Eux n’aiment ni le vrai, ni l’authentique, puisqu’il les dessert. Ils vivent en décalage horaire permanent leur impertinence. Eux-mêmes sont obsédés par l’illusion de vouloir paraître ce qu’ils ne sont pas, d’oublier qu’ils ne sont que des gueux malsains pour autrui ! Ils sont morbides, toxiques et des fainéants pathologiques errants dans leur illusion-prison en y entraînant toutes les foules. Mais ici et là dans l’atmosphère se discerne l’insistante idée de la fin de cette ignoble comédie. Cela donne l’espoir pour le futur terrestre de toutes les créatures confondues. Rien ne peut plus continuer comme ça dans cet irrespect absolu, appelant la mort des gardiens de la planète devenue prison, afin que vive la mère-terre.
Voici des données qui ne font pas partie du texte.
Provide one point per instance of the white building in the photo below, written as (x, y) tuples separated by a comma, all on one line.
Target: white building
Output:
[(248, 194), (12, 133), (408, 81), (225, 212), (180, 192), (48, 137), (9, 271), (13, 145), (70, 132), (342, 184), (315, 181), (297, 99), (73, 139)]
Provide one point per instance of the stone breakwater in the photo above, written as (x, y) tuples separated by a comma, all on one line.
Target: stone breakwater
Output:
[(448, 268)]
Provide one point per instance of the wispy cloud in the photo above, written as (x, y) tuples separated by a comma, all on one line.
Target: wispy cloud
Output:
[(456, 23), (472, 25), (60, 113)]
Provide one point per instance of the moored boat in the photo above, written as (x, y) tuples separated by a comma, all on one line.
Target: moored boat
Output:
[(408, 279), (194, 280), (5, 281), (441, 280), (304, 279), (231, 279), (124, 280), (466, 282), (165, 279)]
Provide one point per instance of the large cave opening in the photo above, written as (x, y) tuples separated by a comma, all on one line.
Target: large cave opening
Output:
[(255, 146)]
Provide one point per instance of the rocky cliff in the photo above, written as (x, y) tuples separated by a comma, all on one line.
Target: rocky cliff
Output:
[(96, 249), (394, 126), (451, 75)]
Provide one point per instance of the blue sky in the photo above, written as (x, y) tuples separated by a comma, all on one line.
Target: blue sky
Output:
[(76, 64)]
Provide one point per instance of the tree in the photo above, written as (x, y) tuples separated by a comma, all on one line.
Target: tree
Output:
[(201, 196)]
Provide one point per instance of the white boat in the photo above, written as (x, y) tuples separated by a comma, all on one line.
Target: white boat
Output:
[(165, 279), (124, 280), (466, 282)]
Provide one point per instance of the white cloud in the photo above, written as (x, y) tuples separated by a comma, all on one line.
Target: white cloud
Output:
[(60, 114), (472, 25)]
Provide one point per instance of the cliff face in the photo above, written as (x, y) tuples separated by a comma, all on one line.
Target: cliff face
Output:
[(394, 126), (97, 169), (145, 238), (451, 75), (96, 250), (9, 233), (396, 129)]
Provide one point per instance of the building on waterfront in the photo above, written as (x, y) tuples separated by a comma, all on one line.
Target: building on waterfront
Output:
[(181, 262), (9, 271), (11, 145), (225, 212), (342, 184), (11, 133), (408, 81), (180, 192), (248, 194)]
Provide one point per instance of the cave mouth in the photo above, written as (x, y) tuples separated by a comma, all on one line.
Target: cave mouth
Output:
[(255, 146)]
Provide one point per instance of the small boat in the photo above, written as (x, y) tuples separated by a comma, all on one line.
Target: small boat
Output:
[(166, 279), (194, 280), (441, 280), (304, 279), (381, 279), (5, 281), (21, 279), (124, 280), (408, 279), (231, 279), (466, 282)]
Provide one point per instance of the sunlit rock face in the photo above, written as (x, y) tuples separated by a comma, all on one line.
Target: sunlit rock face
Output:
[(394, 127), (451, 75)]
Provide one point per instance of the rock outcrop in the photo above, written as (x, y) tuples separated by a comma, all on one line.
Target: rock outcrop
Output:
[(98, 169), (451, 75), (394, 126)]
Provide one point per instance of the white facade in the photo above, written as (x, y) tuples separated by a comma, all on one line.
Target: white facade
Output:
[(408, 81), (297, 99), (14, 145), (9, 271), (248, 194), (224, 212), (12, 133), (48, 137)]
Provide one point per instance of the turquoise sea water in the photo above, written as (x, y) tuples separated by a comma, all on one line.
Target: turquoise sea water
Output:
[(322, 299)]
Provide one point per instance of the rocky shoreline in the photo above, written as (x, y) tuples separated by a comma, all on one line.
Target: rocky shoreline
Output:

Parce qu’il est inutile d’argumenter sur la pitié qui nous a valu une école publique où les plus pauvres sont traité comme des parasites d’emblée, étant donné qu’ils sont soupçonnés d’en héberger. Inutile de tergiverser sur la nourriture « pas cher », vu qu’elle est sans mode d’emploi ni date de péremption, utilisée par le désespoir de n’avoir rien d’autre à mettre sous la dent et l’espoir en même temps de finalement durer encore un peu et morceler des convictions intimes sur un droit de vivre et foudroyer la raison et la déraison de laisser vivre en paix.
C’est sûr que c’est depuis cette ère à laquelle nous sommes encore assujettis que nous sera révélé le renouveau. Et cette divulgation se fera d’une façon si naturelle ! Les tyrans n’ont aucune chance de sortir vainqueur de cet affrontement que leur fait enfin le Cosmos en ses trajectoires … Une lutte du naturel cosmique défigurée par un système-mensonge, de dupes et surtout de contrefaçons. La liberté d’esprit lui étant nécessaire, l’apport des circonstances obligatoires qui conféreront la nature humaine à l’hominien ne sont toujours pas réunies. Le singe parlant et transmettant ses sensations depuis l’aube des temps évoluera en humain lorsqu’il deviendra une entité cosmique pacifique. Ce serait l’avènement du juste, l’épanouissement des natures périssables culpabilisées jusqu’ici par le « trop bon, trop con », comme si les qualités humaines de courtoisie et de respect faisait le con !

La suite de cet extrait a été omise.